Stephen Hawking Solved Black Holes’ Paradox?

One of the most vexing questions in physics is what would really happen if you fell into a black hole? Now, a new radical theory, proposed by famous cosmologist Stephen Hawking, may finally solve this challenging puzzle.
Black holes really not engulf and destroy the ‘physical information’. Instead, the information is stored in alternative universes.
This is the new idea proposed by professor Stephen Hawking in a meeting organized by the KTH Royal Institute of Technology in Stockholm.
If you feel you are in a black hole, don’t give up, there’s a way out,
Hawking said.
Quantum mechanics states that everything in our world is encoded with information about its constituent particles’ quantum states. And according to this law, the information is eternal, it cannot disappear forever, no matter what happens, not even if it gets sucked into a black hole. This is known as the ‘information paradox.’
The ‘information paradox’ has puzzled scientists for decades. While quantum mechanics says that nothing can ever be destroyed, general relativity says it must be.

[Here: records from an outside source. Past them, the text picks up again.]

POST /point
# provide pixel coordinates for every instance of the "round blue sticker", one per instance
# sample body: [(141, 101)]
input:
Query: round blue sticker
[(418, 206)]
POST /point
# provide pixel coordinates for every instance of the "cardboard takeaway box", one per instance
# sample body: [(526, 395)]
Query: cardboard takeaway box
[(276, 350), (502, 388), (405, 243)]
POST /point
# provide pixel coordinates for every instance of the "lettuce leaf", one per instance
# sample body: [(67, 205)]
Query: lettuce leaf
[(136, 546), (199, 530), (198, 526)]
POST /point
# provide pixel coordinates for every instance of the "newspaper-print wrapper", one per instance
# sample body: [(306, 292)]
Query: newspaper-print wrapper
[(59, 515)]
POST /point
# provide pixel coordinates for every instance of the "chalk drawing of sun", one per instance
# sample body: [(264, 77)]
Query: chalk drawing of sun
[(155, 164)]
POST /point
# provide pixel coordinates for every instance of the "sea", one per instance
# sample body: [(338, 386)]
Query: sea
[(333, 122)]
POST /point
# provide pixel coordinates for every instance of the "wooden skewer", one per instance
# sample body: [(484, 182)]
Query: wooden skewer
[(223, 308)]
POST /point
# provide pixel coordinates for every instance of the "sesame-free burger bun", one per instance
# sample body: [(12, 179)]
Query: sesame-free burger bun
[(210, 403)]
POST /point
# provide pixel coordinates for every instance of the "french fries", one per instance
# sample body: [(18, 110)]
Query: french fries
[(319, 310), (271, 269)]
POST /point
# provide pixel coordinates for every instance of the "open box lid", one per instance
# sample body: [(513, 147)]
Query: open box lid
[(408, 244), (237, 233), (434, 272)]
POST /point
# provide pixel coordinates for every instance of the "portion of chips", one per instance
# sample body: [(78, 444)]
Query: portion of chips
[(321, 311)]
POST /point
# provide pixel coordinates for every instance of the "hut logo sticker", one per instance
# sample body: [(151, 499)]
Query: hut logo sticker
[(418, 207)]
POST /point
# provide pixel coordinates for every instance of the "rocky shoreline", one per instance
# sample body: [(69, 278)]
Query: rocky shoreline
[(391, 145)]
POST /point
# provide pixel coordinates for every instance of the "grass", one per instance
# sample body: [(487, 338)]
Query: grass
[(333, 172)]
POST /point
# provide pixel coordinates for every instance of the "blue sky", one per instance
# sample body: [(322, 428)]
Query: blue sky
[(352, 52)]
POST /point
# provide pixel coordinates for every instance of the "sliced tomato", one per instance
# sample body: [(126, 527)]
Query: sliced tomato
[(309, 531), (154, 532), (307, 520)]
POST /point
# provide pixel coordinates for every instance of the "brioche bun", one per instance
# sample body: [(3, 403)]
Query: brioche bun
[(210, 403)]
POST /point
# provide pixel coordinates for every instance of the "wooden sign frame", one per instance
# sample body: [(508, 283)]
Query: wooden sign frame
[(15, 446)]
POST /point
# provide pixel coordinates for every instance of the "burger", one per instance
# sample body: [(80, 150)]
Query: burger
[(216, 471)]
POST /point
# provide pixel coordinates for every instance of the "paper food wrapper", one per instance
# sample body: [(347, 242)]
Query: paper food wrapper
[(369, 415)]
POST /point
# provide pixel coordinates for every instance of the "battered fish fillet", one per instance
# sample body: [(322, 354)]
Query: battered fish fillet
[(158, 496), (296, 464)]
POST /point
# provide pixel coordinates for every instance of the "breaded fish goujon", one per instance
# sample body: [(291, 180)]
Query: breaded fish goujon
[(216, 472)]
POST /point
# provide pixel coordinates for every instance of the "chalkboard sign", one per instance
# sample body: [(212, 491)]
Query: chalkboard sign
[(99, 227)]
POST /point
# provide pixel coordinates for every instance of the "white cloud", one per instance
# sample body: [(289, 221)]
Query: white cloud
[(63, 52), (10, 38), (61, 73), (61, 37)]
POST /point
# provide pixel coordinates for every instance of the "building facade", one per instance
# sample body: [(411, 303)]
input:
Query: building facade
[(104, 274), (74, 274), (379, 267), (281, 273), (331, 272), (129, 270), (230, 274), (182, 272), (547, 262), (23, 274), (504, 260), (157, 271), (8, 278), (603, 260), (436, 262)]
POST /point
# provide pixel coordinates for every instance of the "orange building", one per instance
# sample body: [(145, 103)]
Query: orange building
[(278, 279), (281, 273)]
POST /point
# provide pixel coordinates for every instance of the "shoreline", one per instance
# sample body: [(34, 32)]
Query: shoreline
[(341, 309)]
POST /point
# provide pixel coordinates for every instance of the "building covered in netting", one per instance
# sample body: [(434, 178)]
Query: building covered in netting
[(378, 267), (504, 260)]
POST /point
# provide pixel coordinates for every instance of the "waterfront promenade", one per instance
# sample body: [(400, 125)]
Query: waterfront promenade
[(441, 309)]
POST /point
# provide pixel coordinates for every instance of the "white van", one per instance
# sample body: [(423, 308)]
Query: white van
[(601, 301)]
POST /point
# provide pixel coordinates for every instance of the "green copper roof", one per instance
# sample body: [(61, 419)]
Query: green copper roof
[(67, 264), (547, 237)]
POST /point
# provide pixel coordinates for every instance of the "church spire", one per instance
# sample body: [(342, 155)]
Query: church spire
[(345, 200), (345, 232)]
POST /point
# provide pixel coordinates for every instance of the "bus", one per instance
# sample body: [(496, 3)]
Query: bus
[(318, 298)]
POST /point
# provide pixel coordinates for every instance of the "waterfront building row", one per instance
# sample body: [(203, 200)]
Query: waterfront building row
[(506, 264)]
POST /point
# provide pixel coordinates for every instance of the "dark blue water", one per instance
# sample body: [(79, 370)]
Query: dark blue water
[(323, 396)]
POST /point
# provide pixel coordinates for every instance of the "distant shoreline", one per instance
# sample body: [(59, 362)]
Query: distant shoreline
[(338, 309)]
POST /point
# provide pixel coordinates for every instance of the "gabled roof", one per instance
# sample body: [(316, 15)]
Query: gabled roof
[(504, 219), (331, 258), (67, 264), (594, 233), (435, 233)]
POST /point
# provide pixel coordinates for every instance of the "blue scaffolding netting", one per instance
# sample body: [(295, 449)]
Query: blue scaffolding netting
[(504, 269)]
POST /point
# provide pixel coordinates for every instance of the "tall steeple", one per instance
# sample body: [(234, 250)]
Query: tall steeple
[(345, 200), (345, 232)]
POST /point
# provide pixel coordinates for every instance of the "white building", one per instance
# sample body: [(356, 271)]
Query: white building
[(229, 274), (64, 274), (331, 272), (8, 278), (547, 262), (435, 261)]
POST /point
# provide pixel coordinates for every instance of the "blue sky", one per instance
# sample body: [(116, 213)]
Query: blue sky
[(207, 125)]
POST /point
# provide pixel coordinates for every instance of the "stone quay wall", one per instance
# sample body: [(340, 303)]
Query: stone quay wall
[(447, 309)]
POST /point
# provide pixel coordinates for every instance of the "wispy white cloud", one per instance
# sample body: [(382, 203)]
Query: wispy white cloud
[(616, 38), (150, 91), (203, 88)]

However, Hawking’s new theory may solve this puzzle. In the so-called Hawking Radiation Conference, organized by UNC physicist Laura Mersini-Houghton, Hawking presented his latest idea.
I propose that the information is stored not in the interior of the black hole as one might expect but on its boundary, the event horizon
The event horizon is the sphere around a black hole — so, in other words, whatever is falling into a black hole can escape because it doesn’t actually make it inside

The idea is the super translations are a hologram of the ingoing particles,
Stephen Hawking
he said.
Thus they contain all the information that would otherwise be lost.
So, while the information is not technically lost, it is preserved in a “chaotic, useless form,
Hawking added.
For all practical purposes, the information is lost.
At the conference, Hawking also offered compelling ideas about what happens to the stuff that does fall into the black hole?
They travel down a one-way path, eventually winding up in a different universe.
The hole would need to be large and if it was rotating it might have a passage to another universe. But you couldn’t come back to our universe. So although I’m keen on space flight, I’m not going to try that,
Hawking said.
The message of this lecture is that black holes … are not the eternal prisons they were once thought. Things can get out of a black hole both on the outside and possibly come out in another universe.
Bootome line: As we understand them, black holes are regions of space-time that are born after stars collapse into themselves, creating a ‘point of no return’ that swallows anything that comes too close. Not even light can escape, because their gravitational pull is so infinitely powerful.